The small trench under the fence seemed wide enough now and, slipping into position, just missing another pass of the searchlight, he started through on his back. His shirt pulled out of his pants, and he felt the dirt against the skin at the small of his back.
He pushed on, then stopped— the front of his shirt was stuck on a barb in the lowest strand of wire. Perhaps there was no power in the lowest strand, he thought; perhaps the material in the shirt just hadn't made the right contact. He didn't know. He sucked his stomach in lest his skin touch the barb. Rubenstein looked from side to side, past the fence and back toward his feet, seeing the searchlight starting again. It would pass over his feet, reveal his presence.
There was a sick feeling inside him, his mind racing to find a way out. He had to gamble, he thought. He touched, gingerly with his shirt-sleeved elbow, at the wire. Nothing happened. Rubenstein reached out with both hands, freeing the shirt front from the barb, then pushed through, under the wire, the searchlight sweeping over the ground as his feet moved into the shadow. He was through!

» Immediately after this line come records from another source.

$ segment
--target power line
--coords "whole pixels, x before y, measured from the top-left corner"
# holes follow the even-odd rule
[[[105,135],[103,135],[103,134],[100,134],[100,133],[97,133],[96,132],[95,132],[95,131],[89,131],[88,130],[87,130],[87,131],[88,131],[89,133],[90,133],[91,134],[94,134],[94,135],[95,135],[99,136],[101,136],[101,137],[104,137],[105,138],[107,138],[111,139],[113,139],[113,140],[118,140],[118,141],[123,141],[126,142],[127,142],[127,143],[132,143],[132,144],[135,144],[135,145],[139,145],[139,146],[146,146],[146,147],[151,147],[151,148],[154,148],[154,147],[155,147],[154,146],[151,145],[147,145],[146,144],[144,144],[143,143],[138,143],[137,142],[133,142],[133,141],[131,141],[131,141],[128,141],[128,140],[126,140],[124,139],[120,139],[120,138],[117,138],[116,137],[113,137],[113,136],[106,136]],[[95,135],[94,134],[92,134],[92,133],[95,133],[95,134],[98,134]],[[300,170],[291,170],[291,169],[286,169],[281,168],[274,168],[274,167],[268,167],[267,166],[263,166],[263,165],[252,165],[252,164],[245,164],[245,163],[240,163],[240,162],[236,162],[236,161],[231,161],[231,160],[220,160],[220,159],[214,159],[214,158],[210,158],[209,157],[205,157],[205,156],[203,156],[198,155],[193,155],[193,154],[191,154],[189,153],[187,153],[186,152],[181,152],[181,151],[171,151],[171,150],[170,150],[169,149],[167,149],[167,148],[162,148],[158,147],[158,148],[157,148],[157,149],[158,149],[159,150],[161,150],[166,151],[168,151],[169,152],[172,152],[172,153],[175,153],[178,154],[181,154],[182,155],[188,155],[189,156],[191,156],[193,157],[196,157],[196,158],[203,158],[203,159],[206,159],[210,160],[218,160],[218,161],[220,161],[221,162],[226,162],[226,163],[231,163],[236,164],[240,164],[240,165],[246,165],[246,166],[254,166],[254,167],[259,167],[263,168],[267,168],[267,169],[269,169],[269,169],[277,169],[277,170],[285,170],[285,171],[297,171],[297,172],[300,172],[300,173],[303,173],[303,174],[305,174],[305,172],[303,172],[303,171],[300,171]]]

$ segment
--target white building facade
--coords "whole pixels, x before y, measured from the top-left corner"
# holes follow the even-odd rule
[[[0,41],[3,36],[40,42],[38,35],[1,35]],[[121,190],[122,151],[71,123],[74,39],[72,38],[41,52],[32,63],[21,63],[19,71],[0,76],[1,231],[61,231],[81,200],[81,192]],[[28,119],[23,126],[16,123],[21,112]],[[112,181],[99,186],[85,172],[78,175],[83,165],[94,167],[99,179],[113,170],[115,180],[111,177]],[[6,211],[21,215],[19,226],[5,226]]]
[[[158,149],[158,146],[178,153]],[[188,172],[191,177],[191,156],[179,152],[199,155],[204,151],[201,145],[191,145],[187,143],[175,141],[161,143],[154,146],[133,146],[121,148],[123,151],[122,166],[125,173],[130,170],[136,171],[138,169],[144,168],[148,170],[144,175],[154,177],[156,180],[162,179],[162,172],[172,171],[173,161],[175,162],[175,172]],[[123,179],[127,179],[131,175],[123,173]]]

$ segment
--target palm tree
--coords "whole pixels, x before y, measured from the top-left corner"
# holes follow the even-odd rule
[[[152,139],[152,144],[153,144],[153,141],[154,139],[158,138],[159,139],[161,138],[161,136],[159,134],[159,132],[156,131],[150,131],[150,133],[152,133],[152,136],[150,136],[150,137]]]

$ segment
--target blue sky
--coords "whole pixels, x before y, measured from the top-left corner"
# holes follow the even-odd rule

The young man got to his feet, still in a crouch. He stared back at the wire a moment, then reached into the pockets of his leather jacket. There was nothing he could use, but he had to know. Taking the wirecutters, he reached under the fence's lowest strand, using the cutters like a slave hand in a laboratory, picking up the dead rat and sliding it under the fence toward him. He looked at the charred creature, and his mouth turned down at the corners in disgust. He hated the things. He lifted the rat with the tips of the cutters and tossed the already-dead body against the wire second from the bottom of the fence. Then he drew back, his right arm going up toward his face. The body clung to the wire a moment, smoking, electrical sparks flying. Paul's stomach churned and he felt like throwing up, but instead watched the searchlight as it swept toward him; then he darted across the few feet of ground to the low fence, hiding beside it, gambling it wasn't electrified as he touched the cutters to the lowest strand, then the one above it.